D’Angelo aims to teach in such a way that encourages her students to bring personal experiences to the classroom and ultimately help her learn as well.
“I don’t think this is the model which most people primarily associate with Latin or Greek instruction today,” said D’Angelo.
According to D’Angelo, traditional ways of teaching — writing down noun and verb forms, or rote memorization — is “not what inspires kids to have a lifelong love of learning.”
For D’Angelo, access to the classics for all ages and levels challenges the traditional notion of classics as a “finishing school” subject, available only to students from more elite backgrounds.
“I like being able to change the narrative of why people want to have classics in their lives,” D’Angelo said.
Aside from her work in the classics, D’Angelo is also pursuing certificates in gender and sexuality studies, humanistic studies, and creative writing.
Her creative writing thesis is a book-length poem that engages both the past and present, blending the classics with colloquial speech.
“The mix is electric,” creative writing professor Susan Wheeler, who serves as D’Angelo’s creative writing thesis advisor, said.
The piece examines how heroic struggles are often gendered, calling into question whose bodies matter, Wheeler said.
D’Angelo’s interest in blending the classics and poetry continues from work she did the summer after her sophomore year in 2017 with a grant from the Lewis Center for the Arts.
The project was a book of poetry works, a “vocal collage” that compiled interviews she did with patients at treatment centers for eating disorders.
The book raised questions about ideas of hospitality and the body. D’Angelo noticed that patients were in a state of flux, moving from place to place — just like Odysseus and his men moved from place to place in search of food and sustenance. D’Angelo also saw parallels between the anxiety of a changing body and the transformations depicted in “Metamorphoses.”
“The classics world gives me a rich tapestry of stories and images to combine with [the] rich set of personal experiences around eating and body image [that] I’ve been fortunate enough to hear about,” D’Angelo said.
D’Angelo’s love of literature and the classics extends to her extracurricular involvements: she is a writing center fellow and co-Editor-in-Chief of the Nassau Literary Review.
When she first joined the Literary Review, she was disappointed at the few public events the organization offered.

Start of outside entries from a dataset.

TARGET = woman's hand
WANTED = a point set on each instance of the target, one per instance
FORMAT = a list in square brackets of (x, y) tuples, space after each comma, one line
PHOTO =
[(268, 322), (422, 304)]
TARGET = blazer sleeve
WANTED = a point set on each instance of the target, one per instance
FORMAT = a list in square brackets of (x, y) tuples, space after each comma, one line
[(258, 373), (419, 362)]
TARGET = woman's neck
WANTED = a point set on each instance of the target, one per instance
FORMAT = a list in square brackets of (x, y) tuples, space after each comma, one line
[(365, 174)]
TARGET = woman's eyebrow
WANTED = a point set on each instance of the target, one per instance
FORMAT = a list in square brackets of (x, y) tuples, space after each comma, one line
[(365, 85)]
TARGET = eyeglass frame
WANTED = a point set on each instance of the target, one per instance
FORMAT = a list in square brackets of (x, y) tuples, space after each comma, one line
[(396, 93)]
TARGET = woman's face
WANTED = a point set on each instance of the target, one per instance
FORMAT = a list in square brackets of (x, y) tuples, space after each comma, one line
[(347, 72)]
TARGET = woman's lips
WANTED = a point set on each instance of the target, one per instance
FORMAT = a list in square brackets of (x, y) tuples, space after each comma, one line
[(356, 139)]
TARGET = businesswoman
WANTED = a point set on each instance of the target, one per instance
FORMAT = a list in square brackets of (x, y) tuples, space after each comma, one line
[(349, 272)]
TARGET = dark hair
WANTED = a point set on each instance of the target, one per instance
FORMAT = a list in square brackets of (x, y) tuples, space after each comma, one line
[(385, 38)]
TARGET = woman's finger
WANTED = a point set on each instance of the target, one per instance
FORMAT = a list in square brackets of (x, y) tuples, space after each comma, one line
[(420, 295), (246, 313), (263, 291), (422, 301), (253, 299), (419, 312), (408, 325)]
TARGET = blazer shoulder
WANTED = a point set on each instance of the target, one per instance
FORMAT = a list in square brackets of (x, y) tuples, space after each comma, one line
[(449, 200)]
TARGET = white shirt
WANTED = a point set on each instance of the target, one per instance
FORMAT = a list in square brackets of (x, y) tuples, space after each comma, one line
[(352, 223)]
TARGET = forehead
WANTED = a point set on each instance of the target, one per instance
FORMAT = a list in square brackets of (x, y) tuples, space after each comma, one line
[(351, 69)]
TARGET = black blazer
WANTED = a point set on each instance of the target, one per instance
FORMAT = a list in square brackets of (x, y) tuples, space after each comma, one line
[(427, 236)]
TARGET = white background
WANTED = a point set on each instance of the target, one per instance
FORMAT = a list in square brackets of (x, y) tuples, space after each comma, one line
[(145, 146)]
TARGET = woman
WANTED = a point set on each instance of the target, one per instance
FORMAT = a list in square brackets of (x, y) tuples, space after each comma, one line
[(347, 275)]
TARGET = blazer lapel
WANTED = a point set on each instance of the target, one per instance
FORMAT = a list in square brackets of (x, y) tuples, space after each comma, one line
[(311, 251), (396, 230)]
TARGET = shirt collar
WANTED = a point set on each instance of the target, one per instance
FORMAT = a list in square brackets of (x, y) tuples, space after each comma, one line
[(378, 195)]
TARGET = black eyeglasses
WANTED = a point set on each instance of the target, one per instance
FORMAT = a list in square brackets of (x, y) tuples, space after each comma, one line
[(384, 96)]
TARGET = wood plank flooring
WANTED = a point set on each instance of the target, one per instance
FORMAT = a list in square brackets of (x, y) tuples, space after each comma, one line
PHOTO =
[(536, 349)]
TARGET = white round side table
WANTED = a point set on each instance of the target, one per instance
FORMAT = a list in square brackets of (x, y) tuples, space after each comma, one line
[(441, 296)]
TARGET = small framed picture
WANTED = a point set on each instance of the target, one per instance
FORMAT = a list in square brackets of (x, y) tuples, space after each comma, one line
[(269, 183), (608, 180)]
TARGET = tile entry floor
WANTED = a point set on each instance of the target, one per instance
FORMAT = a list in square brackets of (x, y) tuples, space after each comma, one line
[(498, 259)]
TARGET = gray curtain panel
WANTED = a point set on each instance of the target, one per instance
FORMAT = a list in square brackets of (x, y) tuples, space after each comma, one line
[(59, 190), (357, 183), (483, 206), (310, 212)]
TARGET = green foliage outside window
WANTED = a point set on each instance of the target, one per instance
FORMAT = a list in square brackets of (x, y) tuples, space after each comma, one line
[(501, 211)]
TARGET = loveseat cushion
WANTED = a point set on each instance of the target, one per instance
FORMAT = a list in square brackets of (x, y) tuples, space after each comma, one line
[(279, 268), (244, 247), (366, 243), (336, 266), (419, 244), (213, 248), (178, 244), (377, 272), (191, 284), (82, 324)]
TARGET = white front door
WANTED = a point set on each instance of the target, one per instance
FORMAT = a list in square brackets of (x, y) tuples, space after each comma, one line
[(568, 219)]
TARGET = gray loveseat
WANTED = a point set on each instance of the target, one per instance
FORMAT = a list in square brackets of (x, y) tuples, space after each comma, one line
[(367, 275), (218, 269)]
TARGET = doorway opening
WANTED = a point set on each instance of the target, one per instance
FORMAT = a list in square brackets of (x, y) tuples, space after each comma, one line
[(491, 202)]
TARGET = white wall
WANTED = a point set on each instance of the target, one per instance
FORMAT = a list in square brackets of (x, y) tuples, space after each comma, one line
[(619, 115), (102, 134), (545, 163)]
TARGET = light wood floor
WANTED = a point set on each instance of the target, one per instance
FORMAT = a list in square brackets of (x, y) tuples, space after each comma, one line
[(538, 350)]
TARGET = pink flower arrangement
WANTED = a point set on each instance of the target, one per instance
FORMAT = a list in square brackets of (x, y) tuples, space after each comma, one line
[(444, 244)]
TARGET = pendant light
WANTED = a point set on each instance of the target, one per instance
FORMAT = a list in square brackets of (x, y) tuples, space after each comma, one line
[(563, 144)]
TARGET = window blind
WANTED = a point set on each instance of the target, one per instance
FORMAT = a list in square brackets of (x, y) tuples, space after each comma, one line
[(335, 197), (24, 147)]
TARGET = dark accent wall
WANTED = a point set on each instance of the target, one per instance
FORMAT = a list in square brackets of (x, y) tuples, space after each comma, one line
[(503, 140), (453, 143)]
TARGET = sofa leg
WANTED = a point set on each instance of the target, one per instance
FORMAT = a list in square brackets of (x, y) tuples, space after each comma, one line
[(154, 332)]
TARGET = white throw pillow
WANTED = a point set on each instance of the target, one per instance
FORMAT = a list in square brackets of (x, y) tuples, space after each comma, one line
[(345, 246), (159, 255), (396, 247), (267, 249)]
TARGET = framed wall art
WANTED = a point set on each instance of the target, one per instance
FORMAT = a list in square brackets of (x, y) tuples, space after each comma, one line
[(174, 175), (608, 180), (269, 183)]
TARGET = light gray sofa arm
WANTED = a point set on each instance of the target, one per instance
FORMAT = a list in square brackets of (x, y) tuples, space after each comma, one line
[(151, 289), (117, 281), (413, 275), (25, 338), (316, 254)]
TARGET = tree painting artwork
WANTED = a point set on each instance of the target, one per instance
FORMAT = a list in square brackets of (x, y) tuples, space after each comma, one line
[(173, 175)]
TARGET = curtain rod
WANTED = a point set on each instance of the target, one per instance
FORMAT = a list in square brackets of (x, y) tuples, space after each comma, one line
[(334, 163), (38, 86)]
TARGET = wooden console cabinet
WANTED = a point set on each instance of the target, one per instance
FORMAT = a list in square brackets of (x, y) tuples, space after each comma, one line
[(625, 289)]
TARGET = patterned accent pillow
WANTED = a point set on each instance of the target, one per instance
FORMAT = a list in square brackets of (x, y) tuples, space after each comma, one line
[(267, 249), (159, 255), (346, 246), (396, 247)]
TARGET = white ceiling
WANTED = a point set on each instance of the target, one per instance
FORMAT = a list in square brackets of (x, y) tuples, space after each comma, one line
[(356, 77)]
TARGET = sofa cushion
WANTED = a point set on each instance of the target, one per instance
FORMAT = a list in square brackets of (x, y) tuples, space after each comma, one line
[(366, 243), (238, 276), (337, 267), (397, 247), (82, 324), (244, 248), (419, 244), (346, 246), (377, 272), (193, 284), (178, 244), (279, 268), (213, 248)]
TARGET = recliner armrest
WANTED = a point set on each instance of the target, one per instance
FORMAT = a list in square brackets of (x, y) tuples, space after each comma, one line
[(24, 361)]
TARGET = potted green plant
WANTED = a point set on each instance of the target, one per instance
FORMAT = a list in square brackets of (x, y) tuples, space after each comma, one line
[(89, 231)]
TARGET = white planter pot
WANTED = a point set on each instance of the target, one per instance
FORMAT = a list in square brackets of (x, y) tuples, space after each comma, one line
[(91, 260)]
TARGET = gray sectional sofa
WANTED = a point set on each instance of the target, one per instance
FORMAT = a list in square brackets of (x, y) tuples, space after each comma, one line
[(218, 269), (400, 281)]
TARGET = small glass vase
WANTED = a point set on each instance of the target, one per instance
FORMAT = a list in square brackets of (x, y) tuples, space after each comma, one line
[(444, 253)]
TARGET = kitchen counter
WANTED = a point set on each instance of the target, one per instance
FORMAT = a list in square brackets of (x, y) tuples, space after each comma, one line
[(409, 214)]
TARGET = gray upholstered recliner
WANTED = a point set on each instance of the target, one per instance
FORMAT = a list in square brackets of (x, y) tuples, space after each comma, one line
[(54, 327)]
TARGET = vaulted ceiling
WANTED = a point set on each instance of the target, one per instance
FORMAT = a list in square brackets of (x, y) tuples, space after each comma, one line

Wanting greater accessibility, she quickly discovered that it was essential to tune into the issues that people cared about.
For instance, to discuss concerns about prison reform, she and her fellow editors organized a conversation with A.M. Homes, author and lecturer in creative writing at the University, about incarceration and the arts.
Such conversations, D’Angelo said, encourage literary activism and a human connection.
“I’m a firm believer that creative approaches can help us see new sides of any issue,” D’Angelo said.
Wheeler and Haynes reflected positively upon their experience working with D’Angelo as she graduates and continues her education.
“There is a wonderful urgency to Nicolette's interest in her own work and the importance she sees for clarifying our ‘inheritances’ from the classical past,” Haynes said.
“She has a really wonderful imagination, as well as an acute feel for language,” Wheeler added.
Wheeler noted that she hopes to be reading D’Angelo 20 years from now.
D’Angelo has now joined a diverse group of Rhodes Scholars: this year, 21 of the 32 are female, and many come from immigrant, first-generation backgrounds.
D’Angelo hopes to continue sharing the relevance of the classics with this diverse cohort.
“Their input, their presence, and their support will transform my scholarship in ways that I can’t anticipate,” D’Angelo said. “And I’m so excited for that.”